Andrew Drilon is the 2nd-place winner for the comics category in last year's Philippine Graphic/Fiction Awards. His fiction has appeared in publications like Bewildering Stories, Digest of Philippine Genre Stories, and Philippine Speculative Fiction while his comics work can be found at The Chemistry Set (Kare-Kare Komiks).
Tell us something about yourself.
My name's Andrew Drilon; I'm 22 years old with a Godzilla love for comics. I buy them, read them, make them and try my best to understand them, which is harder the more you get into it.
How did you come up with the idea for your story?
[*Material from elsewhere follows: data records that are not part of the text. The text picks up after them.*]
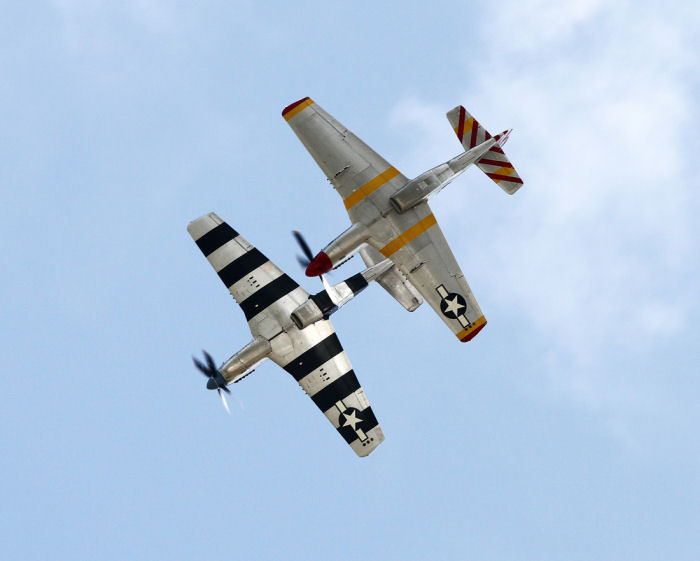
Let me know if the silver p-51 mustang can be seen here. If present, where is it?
[282,97,523,341]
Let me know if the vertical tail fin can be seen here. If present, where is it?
[447,105,523,195]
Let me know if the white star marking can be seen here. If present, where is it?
[445,294,466,316]
[343,411,362,431]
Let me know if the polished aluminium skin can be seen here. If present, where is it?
[187,213,392,456]
[282,97,523,342]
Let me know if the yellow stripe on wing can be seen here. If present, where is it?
[379,214,437,257]
[457,316,486,341]
[343,167,399,210]
[282,97,314,121]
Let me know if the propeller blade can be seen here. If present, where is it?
[217,388,231,415]
[202,350,218,372]
[292,230,314,263]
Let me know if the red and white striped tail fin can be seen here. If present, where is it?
[447,105,523,195]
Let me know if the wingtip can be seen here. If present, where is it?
[282,96,314,121]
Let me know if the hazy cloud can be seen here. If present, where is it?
[392,1,700,416]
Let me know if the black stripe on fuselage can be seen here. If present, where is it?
[240,275,299,321]
[218,248,268,288]
[338,407,379,444]
[311,290,336,318]
[311,370,360,413]
[345,273,367,294]
[284,333,343,380]
[195,222,238,257]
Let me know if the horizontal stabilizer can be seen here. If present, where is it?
[447,105,523,195]
[360,245,423,312]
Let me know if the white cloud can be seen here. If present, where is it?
[393,0,700,416]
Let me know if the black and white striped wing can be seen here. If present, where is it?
[187,213,384,456]
[187,212,309,339]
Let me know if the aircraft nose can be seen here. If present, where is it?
[306,251,333,277]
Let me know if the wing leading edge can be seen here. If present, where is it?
[187,213,384,456]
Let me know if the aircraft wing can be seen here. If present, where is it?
[187,213,384,456]
[187,213,309,339]
[378,202,486,342]
[282,97,408,222]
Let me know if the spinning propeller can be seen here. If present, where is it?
[192,350,231,415]
[292,230,314,269]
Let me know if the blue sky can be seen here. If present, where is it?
[0,0,700,561]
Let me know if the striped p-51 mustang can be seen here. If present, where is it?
[282,97,523,342]
[187,213,390,456]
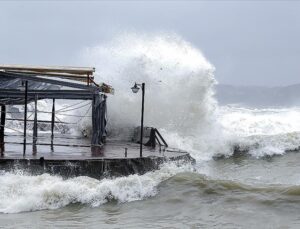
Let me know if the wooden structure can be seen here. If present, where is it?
[0,65,107,155]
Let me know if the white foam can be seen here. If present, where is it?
[0,164,191,213]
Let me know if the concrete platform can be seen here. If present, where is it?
[0,133,194,179]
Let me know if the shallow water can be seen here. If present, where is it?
[0,152,300,228]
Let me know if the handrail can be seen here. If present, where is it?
[154,128,168,147]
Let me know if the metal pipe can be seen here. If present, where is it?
[51,99,55,150]
[0,105,6,156]
[32,96,37,154]
[140,83,145,157]
[23,80,28,156]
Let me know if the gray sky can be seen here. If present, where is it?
[0,0,300,86]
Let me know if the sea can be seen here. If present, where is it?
[0,33,300,228]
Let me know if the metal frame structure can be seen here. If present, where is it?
[0,65,106,156]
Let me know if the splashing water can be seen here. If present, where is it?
[79,34,232,158]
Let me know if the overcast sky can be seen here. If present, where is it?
[0,0,300,86]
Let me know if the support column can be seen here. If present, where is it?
[32,95,38,155]
[0,105,6,156]
[51,99,55,150]
[23,80,28,156]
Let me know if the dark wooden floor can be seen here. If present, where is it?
[0,133,187,160]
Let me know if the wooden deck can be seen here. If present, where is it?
[0,133,187,160]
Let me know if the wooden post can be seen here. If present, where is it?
[51,99,55,150]
[32,95,37,154]
[23,80,28,156]
[0,105,6,156]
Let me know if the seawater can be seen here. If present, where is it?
[0,33,300,228]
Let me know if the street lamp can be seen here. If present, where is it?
[131,83,145,157]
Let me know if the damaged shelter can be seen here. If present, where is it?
[0,65,113,155]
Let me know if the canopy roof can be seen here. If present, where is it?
[0,65,102,104]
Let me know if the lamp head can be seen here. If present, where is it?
[131,83,140,93]
[18,80,25,91]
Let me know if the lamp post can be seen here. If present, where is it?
[131,83,145,157]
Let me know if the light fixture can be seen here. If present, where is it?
[131,83,140,93]
[18,80,25,91]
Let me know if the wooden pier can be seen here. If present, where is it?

"Lines and Spaces" was conceived as an homage to Alex Niño, one of the best Filipino comic book artists ever. I've been a fan of his work for a long time, and part of the story came out of a fanboy wish to experience his psychedelic worlds and perhaps try to emulate them. So the idea was to make a story where an artist literally dives into a comic book that he's making (which is also a tribute to his favorite artist) in an effort to understand comics and perhaps himself. It's basically about how inspiration is passed on through generations of artists, and of how emotions like love and loss are intertwined with the creative process.
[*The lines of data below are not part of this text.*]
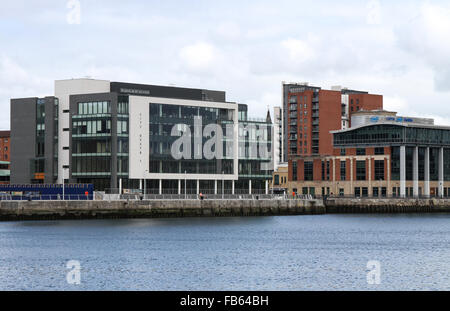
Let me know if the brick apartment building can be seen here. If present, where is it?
[283,83,383,194]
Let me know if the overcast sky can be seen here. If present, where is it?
[0,0,450,129]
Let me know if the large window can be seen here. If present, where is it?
[304,161,314,180]
[375,160,384,180]
[78,101,111,115]
[292,161,297,181]
[341,161,347,180]
[356,161,366,180]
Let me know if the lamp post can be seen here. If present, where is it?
[62,167,68,201]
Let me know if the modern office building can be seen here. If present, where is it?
[272,107,284,171]
[289,111,450,197]
[282,82,383,162]
[11,79,272,193]
[0,131,11,161]
[0,131,11,184]
[270,163,289,194]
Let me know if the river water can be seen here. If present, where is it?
[0,214,450,290]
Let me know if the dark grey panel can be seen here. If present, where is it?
[111,82,225,102]
[44,97,58,184]
[11,97,37,184]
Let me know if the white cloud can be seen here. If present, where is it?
[180,42,219,73]
[397,3,450,91]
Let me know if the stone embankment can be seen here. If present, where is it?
[324,198,450,214]
[0,198,450,221]
[0,200,325,221]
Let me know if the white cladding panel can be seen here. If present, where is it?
[128,96,150,179]
[55,79,110,183]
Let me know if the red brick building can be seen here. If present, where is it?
[0,131,11,162]
[284,84,382,194]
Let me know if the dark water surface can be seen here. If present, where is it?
[0,214,450,290]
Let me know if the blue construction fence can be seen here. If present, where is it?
[0,184,94,201]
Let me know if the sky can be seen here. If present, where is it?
[0,0,450,129]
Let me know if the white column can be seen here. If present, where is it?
[367,156,373,196]
[413,146,419,198]
[423,147,430,197]
[400,146,406,198]
[350,158,355,194]
[438,147,444,198]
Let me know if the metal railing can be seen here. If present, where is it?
[0,194,94,201]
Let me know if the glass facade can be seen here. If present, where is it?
[150,104,234,174]
[72,101,114,190]
[333,124,450,147]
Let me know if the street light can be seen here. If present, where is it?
[62,167,69,201]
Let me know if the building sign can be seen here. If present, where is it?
[120,88,150,95]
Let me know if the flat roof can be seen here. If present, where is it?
[330,122,450,134]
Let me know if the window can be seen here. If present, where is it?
[356,161,366,180]
[375,160,384,180]
[362,187,369,197]
[341,161,347,180]
[356,148,366,155]
[372,187,380,197]
[77,101,109,115]
[292,161,297,181]
[303,162,314,180]
[375,147,384,155]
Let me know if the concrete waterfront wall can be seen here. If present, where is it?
[324,198,450,214]
[0,200,325,221]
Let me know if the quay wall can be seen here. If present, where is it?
[324,198,450,214]
[0,198,450,221]
[0,200,325,221]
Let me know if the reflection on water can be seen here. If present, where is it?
[0,214,450,290]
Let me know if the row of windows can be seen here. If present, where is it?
[292,160,385,181]
[340,147,384,156]
[78,101,111,115]
[72,119,111,135]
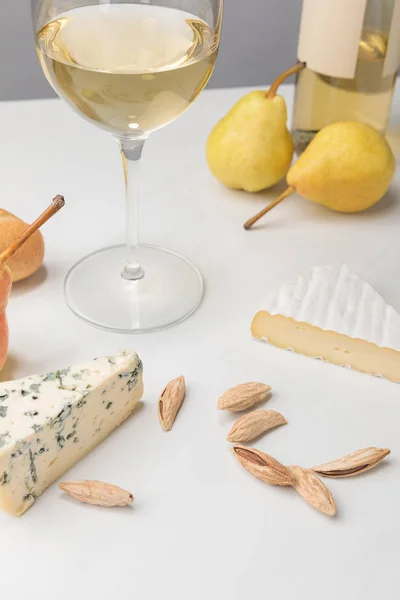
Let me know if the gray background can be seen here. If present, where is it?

What was the most challenging part of the competition?
Making the comic! The hardest part of it was figuring out how to do a visual tribute to Alex Niño, when clearly there was no way I could draw like him short of copying his work. In the end, I decided to call the absent artist "Axel Nuñez", which freed me up to create characters and vistas that paid tribute to Niño's work without straight-out plagiarizing them. Then I struggled to conflate the story in 8 pages, because I tend to make narratively dense comics, and this one needed space to breathe. It worked out well in the end, because Niño's personal work tends to have a travelogue feel to it, and I think the comic managed to achieve that.
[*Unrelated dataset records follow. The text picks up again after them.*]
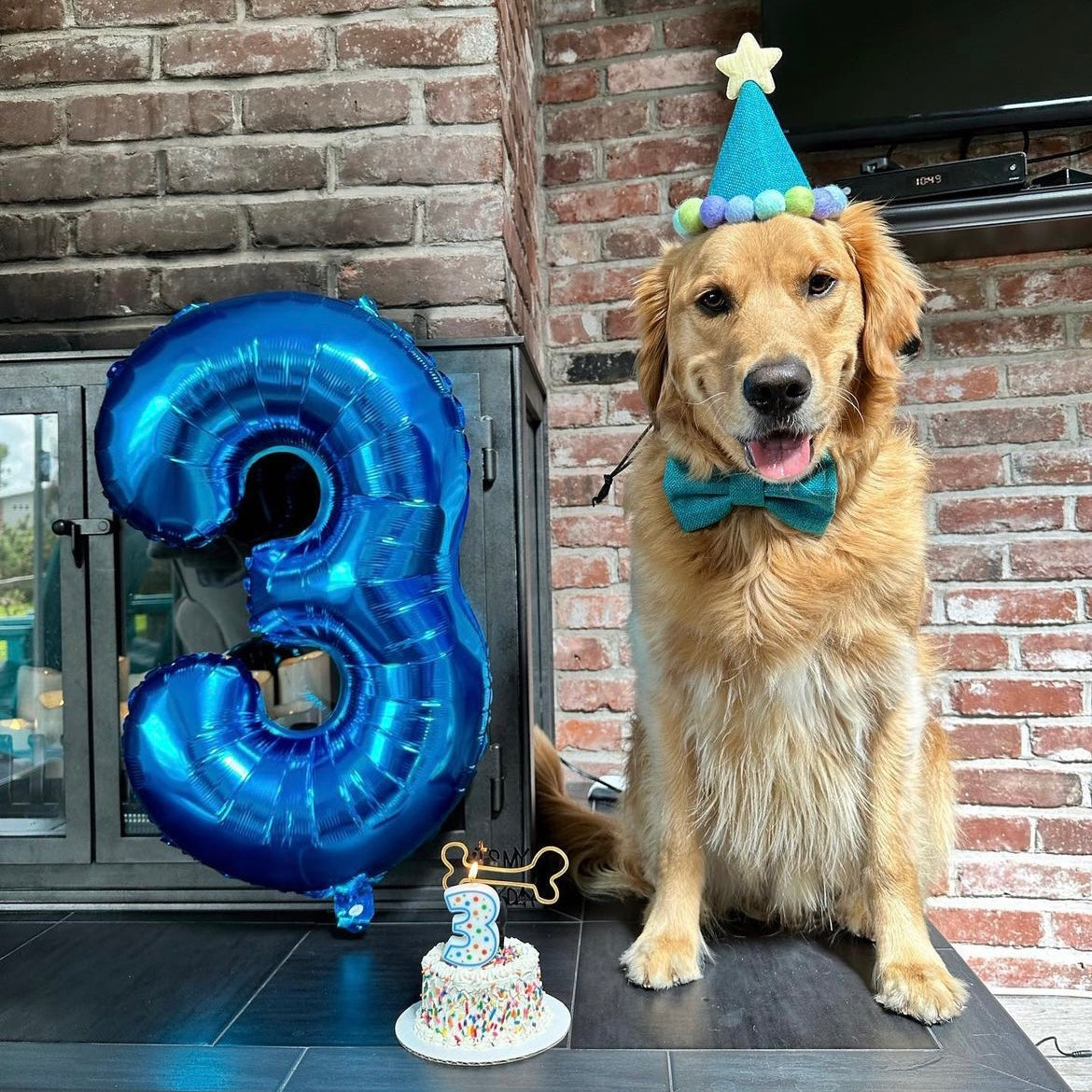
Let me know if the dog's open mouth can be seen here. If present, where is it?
[744,432,812,482]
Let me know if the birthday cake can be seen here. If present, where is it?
[413,937,550,1047]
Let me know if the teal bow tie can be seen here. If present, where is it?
[664,455,837,535]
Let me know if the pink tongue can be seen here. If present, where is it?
[747,436,811,482]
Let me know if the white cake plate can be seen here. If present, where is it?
[394,994,571,1066]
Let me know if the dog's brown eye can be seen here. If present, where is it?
[698,288,732,315]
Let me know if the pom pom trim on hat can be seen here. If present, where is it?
[672,186,848,238]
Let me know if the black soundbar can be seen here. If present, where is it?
[837,152,1028,201]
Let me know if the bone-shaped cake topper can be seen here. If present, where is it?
[441,842,569,906]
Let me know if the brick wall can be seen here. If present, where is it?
[0,0,540,351]
[539,0,1092,989]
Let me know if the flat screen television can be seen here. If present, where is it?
[763,0,1092,149]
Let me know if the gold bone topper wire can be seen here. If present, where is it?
[441,842,569,906]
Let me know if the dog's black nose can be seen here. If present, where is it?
[744,356,811,417]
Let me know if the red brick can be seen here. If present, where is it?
[1009,355,1092,394]
[966,951,1092,990]
[0,150,156,202]
[546,102,649,144]
[945,587,1077,625]
[1009,537,1092,581]
[1020,629,1092,672]
[937,497,1065,534]
[1030,724,1092,763]
[338,245,505,307]
[0,212,69,262]
[957,815,1030,852]
[162,26,327,77]
[250,0,405,12]
[68,91,232,141]
[930,454,1004,493]
[243,79,410,133]
[338,15,497,68]
[925,266,987,313]
[550,474,610,509]
[946,720,1020,759]
[553,633,612,672]
[603,307,637,341]
[546,229,599,265]
[547,182,660,224]
[425,73,500,126]
[932,406,1066,448]
[557,717,625,751]
[608,49,717,95]
[557,675,634,713]
[930,906,1044,948]
[539,69,599,103]
[425,186,503,243]
[548,311,599,345]
[0,98,60,147]
[951,679,1082,721]
[0,269,162,322]
[927,544,1002,581]
[902,365,998,403]
[246,197,413,248]
[542,23,651,65]
[1051,910,1092,951]
[551,512,629,546]
[606,134,721,178]
[932,315,1066,357]
[958,856,1092,899]
[997,265,1092,307]
[931,630,1009,672]
[166,143,327,193]
[664,4,760,50]
[553,551,611,589]
[542,148,595,186]
[76,204,239,255]
[1039,817,1092,856]
[160,259,327,311]
[553,589,629,629]
[547,390,603,428]
[550,428,640,467]
[72,0,235,26]
[956,766,1078,812]
[0,35,152,88]
[0,0,64,30]
[340,133,502,186]
[550,265,645,303]
[1013,448,1092,484]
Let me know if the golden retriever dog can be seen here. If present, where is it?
[535,198,966,1023]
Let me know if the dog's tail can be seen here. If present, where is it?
[534,728,650,899]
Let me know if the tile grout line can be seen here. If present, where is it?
[0,914,70,963]
[208,930,311,1046]
[565,913,584,1051]
[276,1046,310,1092]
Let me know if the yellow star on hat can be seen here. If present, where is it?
[717,34,781,98]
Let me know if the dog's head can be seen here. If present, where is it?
[637,204,924,481]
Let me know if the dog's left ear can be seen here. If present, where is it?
[837,201,925,380]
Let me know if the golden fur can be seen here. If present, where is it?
[536,204,965,1022]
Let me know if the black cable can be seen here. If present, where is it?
[1028,144,1092,164]
[1035,1035,1092,1058]
[558,754,622,796]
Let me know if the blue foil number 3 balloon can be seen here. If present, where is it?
[95,293,490,929]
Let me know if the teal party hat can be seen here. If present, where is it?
[674,34,847,236]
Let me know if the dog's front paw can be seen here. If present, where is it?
[619,931,706,989]
[875,958,966,1023]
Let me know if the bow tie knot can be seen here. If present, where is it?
[664,455,837,536]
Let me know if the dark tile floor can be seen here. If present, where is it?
[0,905,1066,1092]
What was the coolest moment you experienced when you won the Philippine Graphic/Fiction Awards?
Lots of moments, really. Halfway through the program, I discovered, belatedly, that I was sitting next to Neil Gaiman's son, Michael, who's like 2 years older than me. That was funny, because I actually thought he was one of the contestants. And then when my name was called, I think I lost my head a bit, because I couldn't believe it. I ran up the stage thinking "Awesome Oh Shit I Can't Believe This It's Not Real" over and over, and when Neil Gaiman shook my hand, there were lots of people in the audience shouting "Kiss Him!" and I think impulse took over and I kissed him quickly on the cheek, to everyone's surprise. That was insane. The after-program dinner with Neil was also wonderful, even though I didn't get to talk much, because my brain was still on fire. It was my first time meeting Neil, and he was so pleasant and down-to-earth.
What advice can you give to those participating in this year's competition?
Do your stuff. Be yourself. I think it's clear, if you look at the previous winners of the competition, that the judges aren't necessarily looking for Neil Gaiman or Dave McKean-style comics. They're just looking for good comics. The thing I like about most of the winners is that they have a solid identity and style. Manix Abrera's stuff is Manix Abrera's stuff; it's not Sandman and it's its own brand of awesome. Have a good story and present it to the best of your ability; that's all you really have to do.
One more thing: competitions are always a crapshoot, but whether you win or you don't, keep making comics. I realize that a lot of people jump into this competition for the money, but I think it's a shame when they stop after that. The competition is there to inspire people to make comics, so we owe it to ourselves to keep at it. Keep writing, keep drawing, and share your talent with the world.